Ha il candore della neve che sfiora il salmastro e la romantica franchezza di un mattino al porto di Livorno: dopo anni passati a suonare e cantare in gruppo – The Walrus e Mandrake prima, Sinfonico Honolulu poi – il livornese Giorgio Mannucci ha deciso di mettersi a lavoro da solo, faccia a faccia con la voglia di fare qualcosa di nuovo ma al tempo stesso familiare e intimo. Macinati gli ascolti di album importanti e imponenti, dal dolore dei legami di sangue narrato da Sufjan Stevens alle innovazioni robotiche firmate dal solista Damon Albarn, Mannucci sembra essersi messo a studiare l’importanza del silenzio, del sapersi ascoltare mentre gli altri, i maestri (Dalla su tutti, fischiettato e assorbito ), dipingono l’impossibile semplicità del cantautorato. Il giovane autore non copia, non scimmiotta, prende qua e là con intelligenza e sensibile attitudine al terreno pop d’autore. Gli otto brani di Acquario dimostrano una grande consapevolezza e una maturità freschissima ma non per questo Gio Mannucci tenta, con troppa insistenza, di atteggiarsi a nuovo maestro impegnato del cantautorato indie-pop, atteggiamento che spesso distrugge molti album di debutto solisti in quella voglia estrema di farsi sentire a tutti i costi.

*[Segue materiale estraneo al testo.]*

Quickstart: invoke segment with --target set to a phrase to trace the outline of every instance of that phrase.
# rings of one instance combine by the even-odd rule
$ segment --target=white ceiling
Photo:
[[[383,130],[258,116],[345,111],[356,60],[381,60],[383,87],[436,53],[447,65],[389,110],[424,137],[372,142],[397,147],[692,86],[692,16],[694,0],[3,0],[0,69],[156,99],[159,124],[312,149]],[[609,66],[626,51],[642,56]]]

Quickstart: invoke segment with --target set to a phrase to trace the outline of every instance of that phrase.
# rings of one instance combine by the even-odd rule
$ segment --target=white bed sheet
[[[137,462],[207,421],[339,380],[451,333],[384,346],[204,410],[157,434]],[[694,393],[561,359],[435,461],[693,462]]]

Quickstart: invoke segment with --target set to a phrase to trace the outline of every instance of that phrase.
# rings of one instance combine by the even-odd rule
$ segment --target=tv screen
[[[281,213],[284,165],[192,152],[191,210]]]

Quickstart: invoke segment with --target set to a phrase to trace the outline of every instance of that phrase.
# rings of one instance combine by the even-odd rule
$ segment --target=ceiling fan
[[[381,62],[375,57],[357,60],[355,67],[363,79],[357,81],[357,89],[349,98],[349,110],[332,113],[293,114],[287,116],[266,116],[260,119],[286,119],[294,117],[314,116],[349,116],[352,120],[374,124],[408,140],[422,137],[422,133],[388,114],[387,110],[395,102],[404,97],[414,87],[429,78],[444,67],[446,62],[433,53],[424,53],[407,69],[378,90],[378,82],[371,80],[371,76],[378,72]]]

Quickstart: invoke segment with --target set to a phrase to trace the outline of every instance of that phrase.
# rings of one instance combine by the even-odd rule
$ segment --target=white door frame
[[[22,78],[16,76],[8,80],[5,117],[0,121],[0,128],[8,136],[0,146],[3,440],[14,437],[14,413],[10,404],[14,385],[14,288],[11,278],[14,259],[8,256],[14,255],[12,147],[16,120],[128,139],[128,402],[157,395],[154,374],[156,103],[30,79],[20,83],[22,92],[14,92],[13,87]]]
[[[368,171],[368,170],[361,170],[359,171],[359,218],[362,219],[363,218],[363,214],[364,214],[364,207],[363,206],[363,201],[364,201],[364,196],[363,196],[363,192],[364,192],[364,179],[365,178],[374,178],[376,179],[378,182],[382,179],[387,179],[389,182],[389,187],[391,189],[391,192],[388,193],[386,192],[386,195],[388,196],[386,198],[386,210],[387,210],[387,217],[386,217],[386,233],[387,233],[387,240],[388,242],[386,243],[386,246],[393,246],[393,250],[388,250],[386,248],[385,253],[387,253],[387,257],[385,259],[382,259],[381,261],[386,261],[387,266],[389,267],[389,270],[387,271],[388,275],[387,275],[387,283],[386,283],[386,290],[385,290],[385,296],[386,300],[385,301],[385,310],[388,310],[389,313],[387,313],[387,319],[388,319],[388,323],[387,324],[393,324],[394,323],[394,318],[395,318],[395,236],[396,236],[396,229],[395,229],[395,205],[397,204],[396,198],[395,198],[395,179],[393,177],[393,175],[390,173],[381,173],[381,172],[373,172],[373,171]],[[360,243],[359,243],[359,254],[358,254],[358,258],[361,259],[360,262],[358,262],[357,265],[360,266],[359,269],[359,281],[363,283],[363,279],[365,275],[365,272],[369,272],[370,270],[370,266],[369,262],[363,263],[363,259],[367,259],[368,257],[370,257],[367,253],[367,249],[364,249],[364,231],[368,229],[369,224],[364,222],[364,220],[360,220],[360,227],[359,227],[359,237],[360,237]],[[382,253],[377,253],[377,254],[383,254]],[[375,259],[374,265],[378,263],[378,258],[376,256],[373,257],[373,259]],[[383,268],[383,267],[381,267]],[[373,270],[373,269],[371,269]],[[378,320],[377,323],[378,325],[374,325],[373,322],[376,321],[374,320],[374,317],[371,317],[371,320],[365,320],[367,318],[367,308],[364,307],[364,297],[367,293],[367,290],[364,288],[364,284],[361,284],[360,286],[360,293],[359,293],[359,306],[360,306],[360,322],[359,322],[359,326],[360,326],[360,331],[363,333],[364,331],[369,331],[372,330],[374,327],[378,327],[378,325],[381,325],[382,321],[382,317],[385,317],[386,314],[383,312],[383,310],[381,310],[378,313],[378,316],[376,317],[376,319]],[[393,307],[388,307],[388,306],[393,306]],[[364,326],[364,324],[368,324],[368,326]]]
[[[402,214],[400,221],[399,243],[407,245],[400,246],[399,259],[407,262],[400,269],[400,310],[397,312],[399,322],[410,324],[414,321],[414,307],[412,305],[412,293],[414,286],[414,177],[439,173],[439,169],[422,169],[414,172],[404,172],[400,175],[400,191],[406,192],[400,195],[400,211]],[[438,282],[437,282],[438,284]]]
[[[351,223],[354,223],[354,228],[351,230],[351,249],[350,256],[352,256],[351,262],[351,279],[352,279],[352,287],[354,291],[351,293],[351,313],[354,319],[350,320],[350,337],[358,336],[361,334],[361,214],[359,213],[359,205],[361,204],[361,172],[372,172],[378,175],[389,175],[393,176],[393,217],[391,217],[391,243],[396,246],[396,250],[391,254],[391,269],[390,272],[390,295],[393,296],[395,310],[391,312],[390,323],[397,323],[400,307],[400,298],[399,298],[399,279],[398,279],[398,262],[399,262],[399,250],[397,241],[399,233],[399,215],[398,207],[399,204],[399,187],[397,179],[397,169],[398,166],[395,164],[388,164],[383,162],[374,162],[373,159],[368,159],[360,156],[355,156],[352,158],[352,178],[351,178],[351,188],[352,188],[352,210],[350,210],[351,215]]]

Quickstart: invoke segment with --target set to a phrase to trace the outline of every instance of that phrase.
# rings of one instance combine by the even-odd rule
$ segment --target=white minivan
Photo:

La sua passione per la scuola romana targata Fabi, Silvestri, Gazzè emerge tutta in pezzi come Clinomania, Sotto La Pioggia e Parigi figli un amore elevato a forza trainante dell’intero disco. Fra sensuali dolcezze, fotografie sbiadite dell’infanzia, imperituri aneliti e inconsolabili amarezze per il cantautore livornese appare impossibile trovare, tra tutti i sentimenti umani, uno più ricco d’imperscrutabili e imprevedibili sfaccettature di quanto lo sia l’amore. Inevitabile il suo tentativo di dare forma alla passione e alle relazioni amorose come un novello cantore interessato alla potenza di una straordinaria quotidianità passata in coppia.
Dal ritornello di Come Le Nuvole alla chitarra di Sotto La Pioggia tutto in Acquario racconta una diversa faccia dell’amore, una sfumatura condivisa da due giovani amanti, preda di passioni, litigi, desiderio: se l’approccio è quello dei confessionali che ricorda un giovane Carboni in salsa Harry Nilsson, gli otto brani di questo piacevolissimo debutto hanno un respiro dal sound vitalistico e dal garbo melodico. Una proiezione di note e parole sospesa in un elettropop accorato, liquoroso e suadente, in grado di muoversi perfettamente fra quei corpi liberi perfettamente disegnati nell’ottima Escamotage, uno degli episodi più centrati e gustosi dell’album assieme al ritmo aerostatico di Tipico Della Tua Età.
Un felice debutto quello di Mannucci che non manca di dimostrare un personale talento compositivo, cura degli arrangiamenti e ricercatezza dei testi – in oscillazione costante tra folk a stelle e strisce e tradizione cantautorale italiana (da Paoli a Battisti). Come canta spensierato nel disco, Mannucci ha deciso di essere se stesso e ha fatto benissimo.